Cocoa Beach | Jetty Park | Cocoa Beach Pier | Shepard Park | Lori Wilson Park

Where to stay on Cocoa Beach

Cocoa beach is a great spot for a family beach vacation. It is within an hour's drive of Orlando attractions and is located about an hour or so south of Daytona Beach, very near Cape Canaveral and Kennedy Space Center. In fact, from northern Cocoa Beach you can actually see the tall shuttle launch facilities at the space center. This is the quintessential beach town. Everywhere you go you'll see people carrying surfboards, and everything pretty much revolves around the beach. One of the great things about Cocoa Beach is the large number of reasonably-priced hotels either on or within a block of the beach. I had a hard time choosing among them all. Read a little about where I stayed on Cocoa Beach recently.

People often ask me which is the closest beach to Orlando and Disney World. Either Daytona Beach or Cocoa Beach are about the same distance, with Cocoa being just slightly closer perhaps. What is the difference between Daytona and Cocoa? Cocoa's hotels are generally not as tall and imposing on the beach, and in Cocoa Beach driving is NOT allowed on the beach like it is in Daytona. Also, where Daytona has miles and miles of high seawalls separating the hotel properties from the beach, Cocoa Beach has left its dunes intact, and they are quite beautiful. Cocoa is more relaxed and getting to the beach is easy, even if you don't have a hotel on the beach. There are plenty of public beach parks as well as free and metered parking spaces on the streets that end at the beach.

The Cocoa Beach Pier is a busy place, and has several restaurants, including a tiki-bar at the very end of the 800 foot long pier. Personally, I don't much like the Cocoa Beach pier because, for all practical purposes it is 80 percent restaurant and 20 percent pier. And it costs a buck to walk out onto the real "pier" portion. But for many people that just want to sit at the bar, eat, drink, and look out over the beach, it is a perfect location. Of course it is a great spot for people-watching, and for watching the surfers catching waves next to the pier. Mostly it is a family spot, but of course, as with many "hot-spots" there are always a few posers and hormonally driven individuals strutting and cruising. And it does develop a more serious party atmosphere after dark, especially on the weekends and on holidays. But Cocoa Beach is a very family-friendly place and once you leave the immediate vicinity of the pier, it's fairly quiet.
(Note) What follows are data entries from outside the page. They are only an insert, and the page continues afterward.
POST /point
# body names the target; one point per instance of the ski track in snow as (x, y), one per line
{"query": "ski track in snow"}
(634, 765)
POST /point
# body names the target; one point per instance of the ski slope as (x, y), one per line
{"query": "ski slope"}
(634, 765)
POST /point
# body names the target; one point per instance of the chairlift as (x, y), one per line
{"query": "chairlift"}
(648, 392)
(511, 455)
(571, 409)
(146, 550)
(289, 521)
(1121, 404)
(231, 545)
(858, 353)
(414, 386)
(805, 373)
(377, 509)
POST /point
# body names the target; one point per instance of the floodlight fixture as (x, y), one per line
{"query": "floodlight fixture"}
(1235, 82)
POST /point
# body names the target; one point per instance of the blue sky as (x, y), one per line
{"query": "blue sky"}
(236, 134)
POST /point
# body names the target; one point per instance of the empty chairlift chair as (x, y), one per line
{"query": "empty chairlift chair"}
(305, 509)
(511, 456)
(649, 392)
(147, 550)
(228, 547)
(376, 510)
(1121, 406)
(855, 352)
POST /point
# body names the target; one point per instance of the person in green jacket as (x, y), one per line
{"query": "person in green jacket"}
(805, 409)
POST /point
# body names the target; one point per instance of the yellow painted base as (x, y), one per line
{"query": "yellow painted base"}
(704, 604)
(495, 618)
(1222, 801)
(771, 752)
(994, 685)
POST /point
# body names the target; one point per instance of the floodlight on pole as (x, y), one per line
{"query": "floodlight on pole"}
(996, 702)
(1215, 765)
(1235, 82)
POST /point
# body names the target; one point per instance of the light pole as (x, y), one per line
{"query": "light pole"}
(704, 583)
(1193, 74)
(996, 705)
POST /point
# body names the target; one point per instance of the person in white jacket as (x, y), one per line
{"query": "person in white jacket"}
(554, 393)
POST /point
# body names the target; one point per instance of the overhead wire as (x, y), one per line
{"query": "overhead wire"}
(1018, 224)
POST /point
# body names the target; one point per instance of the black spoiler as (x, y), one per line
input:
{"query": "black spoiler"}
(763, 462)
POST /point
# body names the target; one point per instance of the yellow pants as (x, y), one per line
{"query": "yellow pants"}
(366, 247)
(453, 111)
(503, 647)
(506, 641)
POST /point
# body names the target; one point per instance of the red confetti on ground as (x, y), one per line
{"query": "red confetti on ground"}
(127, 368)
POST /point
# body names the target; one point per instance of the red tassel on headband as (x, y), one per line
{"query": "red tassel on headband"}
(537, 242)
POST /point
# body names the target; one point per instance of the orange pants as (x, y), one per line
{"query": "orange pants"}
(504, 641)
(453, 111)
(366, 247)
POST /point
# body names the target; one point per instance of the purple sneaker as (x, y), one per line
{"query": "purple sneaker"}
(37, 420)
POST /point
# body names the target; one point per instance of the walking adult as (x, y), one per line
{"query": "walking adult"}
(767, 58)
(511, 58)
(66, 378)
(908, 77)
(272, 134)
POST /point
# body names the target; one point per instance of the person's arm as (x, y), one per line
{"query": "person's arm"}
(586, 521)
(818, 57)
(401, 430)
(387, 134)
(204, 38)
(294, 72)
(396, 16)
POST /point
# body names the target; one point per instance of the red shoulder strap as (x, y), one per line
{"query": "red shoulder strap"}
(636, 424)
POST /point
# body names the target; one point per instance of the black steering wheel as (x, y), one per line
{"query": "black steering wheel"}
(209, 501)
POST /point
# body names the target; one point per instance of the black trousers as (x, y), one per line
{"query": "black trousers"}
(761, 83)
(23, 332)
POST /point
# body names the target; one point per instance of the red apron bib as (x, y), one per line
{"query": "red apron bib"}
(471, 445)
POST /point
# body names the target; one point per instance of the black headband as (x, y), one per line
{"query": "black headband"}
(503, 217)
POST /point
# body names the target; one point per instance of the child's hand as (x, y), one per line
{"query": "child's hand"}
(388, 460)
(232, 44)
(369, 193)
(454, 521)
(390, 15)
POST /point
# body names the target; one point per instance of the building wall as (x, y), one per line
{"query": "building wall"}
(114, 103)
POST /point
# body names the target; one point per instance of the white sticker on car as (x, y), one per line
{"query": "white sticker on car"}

Cocoa Beach has some great restaurants. In fact, some of them are so good that you may find yourself largely ignoring your hotels restaurants in favor of some seriously good eating.

Not allowed on the beach: vehicles, animals (not even on a leash), glass containers, fires, fireworks. Alcohol is allowed on Cocoa Beach, just not in a glass container.

Above: Jetty Park in Cape Canaveral, adjacent to Cocoa Beach, has an excellent beach, a jetty with a fishing pier, a food concession, a full-service bait shop with beach equipment rentals, a campground, and lifeguards, all for only a $5 entrance fee. Jetty Park is owned and operated by the Canaveral Port Authority.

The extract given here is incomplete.